19.11.1911: Die Gedenktafel für die Gefallenen von 1870/71 wird voraussichtlich am 27. Januar 1912 eingeweiht werden, gerade ein Jahr, nachdem die Kaisergeburtstagspredigt dazu die Veranlassung gegeben hatte. Von der Ausführung in Stein ist man zurückgekommen. Dafür wird die Gedenktafel in Eiche ausgeführt werden. In der Art der Ausführung wird sie sich an die der 1848er anlehnen. Ob reicherer oder einfacherer Schmuck gewählt wird, steht noch dahin. Auf jeden Fall wird die Gedenktafel der Kirche zum Schmuck gereichen.

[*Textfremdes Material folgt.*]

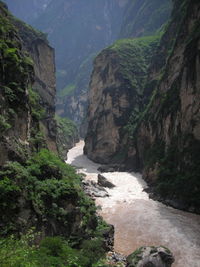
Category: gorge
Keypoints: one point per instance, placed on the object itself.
(139, 116)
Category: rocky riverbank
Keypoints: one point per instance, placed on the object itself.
(138, 220)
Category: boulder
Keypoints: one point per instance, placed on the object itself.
(102, 181)
(150, 257)
(112, 168)
(93, 190)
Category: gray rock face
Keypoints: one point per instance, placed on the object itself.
(93, 190)
(102, 181)
(150, 257)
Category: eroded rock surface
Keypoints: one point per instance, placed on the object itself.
(150, 257)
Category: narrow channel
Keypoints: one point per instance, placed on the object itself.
(140, 221)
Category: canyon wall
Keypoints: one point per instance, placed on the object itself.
(39, 191)
(162, 138)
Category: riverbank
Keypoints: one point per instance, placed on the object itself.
(139, 220)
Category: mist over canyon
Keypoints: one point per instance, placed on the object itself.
(123, 75)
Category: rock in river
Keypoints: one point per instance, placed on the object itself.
(102, 181)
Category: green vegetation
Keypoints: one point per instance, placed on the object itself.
(177, 178)
(49, 190)
(52, 251)
(134, 58)
(145, 17)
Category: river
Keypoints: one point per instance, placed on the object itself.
(140, 221)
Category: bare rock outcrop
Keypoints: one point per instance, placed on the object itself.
(150, 256)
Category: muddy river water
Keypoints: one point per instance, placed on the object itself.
(140, 221)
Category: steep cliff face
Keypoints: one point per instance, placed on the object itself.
(88, 28)
(37, 189)
(44, 84)
(144, 17)
(162, 138)
(166, 142)
(16, 78)
(117, 82)
(27, 10)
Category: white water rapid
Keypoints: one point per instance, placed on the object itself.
(140, 221)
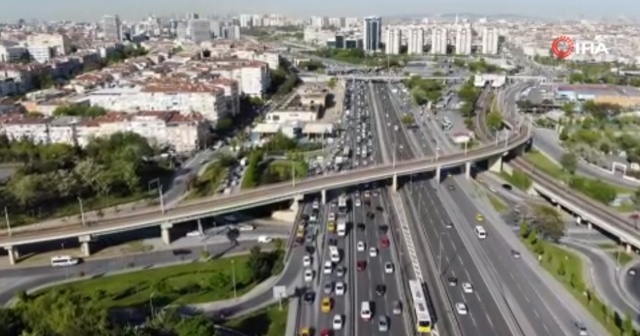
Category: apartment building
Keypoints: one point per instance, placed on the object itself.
(182, 132)
(205, 99)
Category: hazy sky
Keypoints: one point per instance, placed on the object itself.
(11, 10)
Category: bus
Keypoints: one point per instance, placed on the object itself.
(346, 152)
(342, 203)
(423, 318)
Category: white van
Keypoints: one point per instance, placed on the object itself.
(365, 310)
(61, 261)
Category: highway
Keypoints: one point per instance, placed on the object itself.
(454, 259)
(259, 196)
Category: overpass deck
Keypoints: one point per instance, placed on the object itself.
(264, 195)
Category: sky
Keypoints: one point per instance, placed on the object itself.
(92, 10)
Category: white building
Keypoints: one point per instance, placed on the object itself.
(439, 41)
(490, 38)
(252, 77)
(415, 41)
(372, 33)
(464, 36)
(392, 41)
(205, 99)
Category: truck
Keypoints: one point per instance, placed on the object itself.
(342, 227)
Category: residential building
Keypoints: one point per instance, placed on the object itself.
(464, 36)
(372, 33)
(392, 41)
(490, 38)
(439, 41)
(182, 96)
(112, 28)
(415, 41)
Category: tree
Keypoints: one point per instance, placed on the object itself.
(549, 223)
(569, 162)
(494, 121)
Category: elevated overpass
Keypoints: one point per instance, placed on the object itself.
(212, 206)
(586, 209)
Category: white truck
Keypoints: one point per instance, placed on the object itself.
(342, 227)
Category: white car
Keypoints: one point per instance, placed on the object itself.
(340, 288)
(195, 233)
(337, 322)
(328, 267)
(306, 261)
(373, 252)
(308, 275)
(461, 308)
(265, 239)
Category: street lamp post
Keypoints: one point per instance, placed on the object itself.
(6, 218)
(233, 279)
(82, 217)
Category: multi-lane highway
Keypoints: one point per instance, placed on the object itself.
(431, 220)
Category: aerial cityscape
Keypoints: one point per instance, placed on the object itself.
(191, 172)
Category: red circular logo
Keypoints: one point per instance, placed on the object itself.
(562, 47)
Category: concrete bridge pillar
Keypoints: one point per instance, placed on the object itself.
(495, 164)
(166, 232)
(394, 185)
(85, 245)
(13, 254)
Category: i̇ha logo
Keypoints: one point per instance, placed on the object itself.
(564, 46)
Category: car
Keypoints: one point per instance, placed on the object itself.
(326, 304)
(337, 322)
(328, 267)
(265, 239)
(383, 323)
(397, 307)
(461, 308)
(327, 288)
(340, 288)
(246, 227)
(373, 252)
(195, 233)
(308, 275)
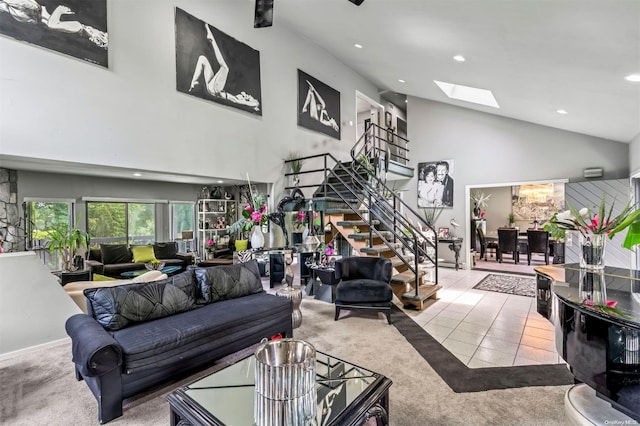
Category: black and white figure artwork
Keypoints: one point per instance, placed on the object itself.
(214, 66)
(318, 106)
(435, 184)
(77, 28)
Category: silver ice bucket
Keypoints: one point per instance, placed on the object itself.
(285, 380)
(285, 369)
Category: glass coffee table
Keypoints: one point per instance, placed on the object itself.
(346, 394)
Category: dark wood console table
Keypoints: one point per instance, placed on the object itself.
(597, 323)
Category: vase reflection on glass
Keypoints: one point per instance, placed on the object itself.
(591, 249)
(593, 288)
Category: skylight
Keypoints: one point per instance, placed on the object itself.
(468, 94)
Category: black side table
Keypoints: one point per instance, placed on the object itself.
(79, 275)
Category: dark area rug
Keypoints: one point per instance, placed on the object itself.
(461, 378)
(521, 286)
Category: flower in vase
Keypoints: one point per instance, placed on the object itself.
(254, 213)
(329, 250)
(301, 220)
(601, 221)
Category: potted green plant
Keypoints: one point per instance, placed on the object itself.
(66, 240)
(295, 162)
(558, 234)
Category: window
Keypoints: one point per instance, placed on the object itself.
(43, 216)
(121, 223)
(182, 220)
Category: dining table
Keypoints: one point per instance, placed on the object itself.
(523, 242)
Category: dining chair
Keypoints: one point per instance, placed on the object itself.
(508, 243)
(538, 242)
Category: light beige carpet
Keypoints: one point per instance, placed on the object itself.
(39, 388)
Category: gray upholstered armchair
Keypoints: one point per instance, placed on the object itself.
(364, 285)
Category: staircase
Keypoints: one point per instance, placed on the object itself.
(373, 219)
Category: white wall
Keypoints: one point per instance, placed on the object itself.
(33, 306)
(488, 149)
(130, 115)
(634, 156)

26.11.1911: Gedenktafel für die Kämpfer von 1870/71 Letzten Freitag trat in der Kirche die aus 3 Mitgliedern des Kirchenvorstandes und 4 Mitgliedern des Vorstandes des Kampfgenossenvereins von 1870/71 gebildete gemischte Kommission zusammen, um über die eingegangenen Entwürfe und die Platzfrage für die Gedenktafel an die im Kriege 1870/71 aus hiesiger Gemeinde Gefallenen zu beraten. Von den vorgelegten Entwürfen fand derjenige des Herrn H. Weddig, Lehrers an der Kunstgewerbeschute in Flensburg, die allgemeine Billigung. Er hält sich in Größe, Formengebung und Ausführung an die bereits vorhandene Gedenktafel der Kämpfer von 1848. Ihren Platz wird sie südlich von der letztgenannten Gedenktafel erhalten. Als Tag der Enthüllung ist der 27. Januar 1912 in Aussicht genommen. Die Kosten belaufen sich auf 470 M, die bis auf 35 M durch eine Sammlung der Gemeinde gedeckt sind.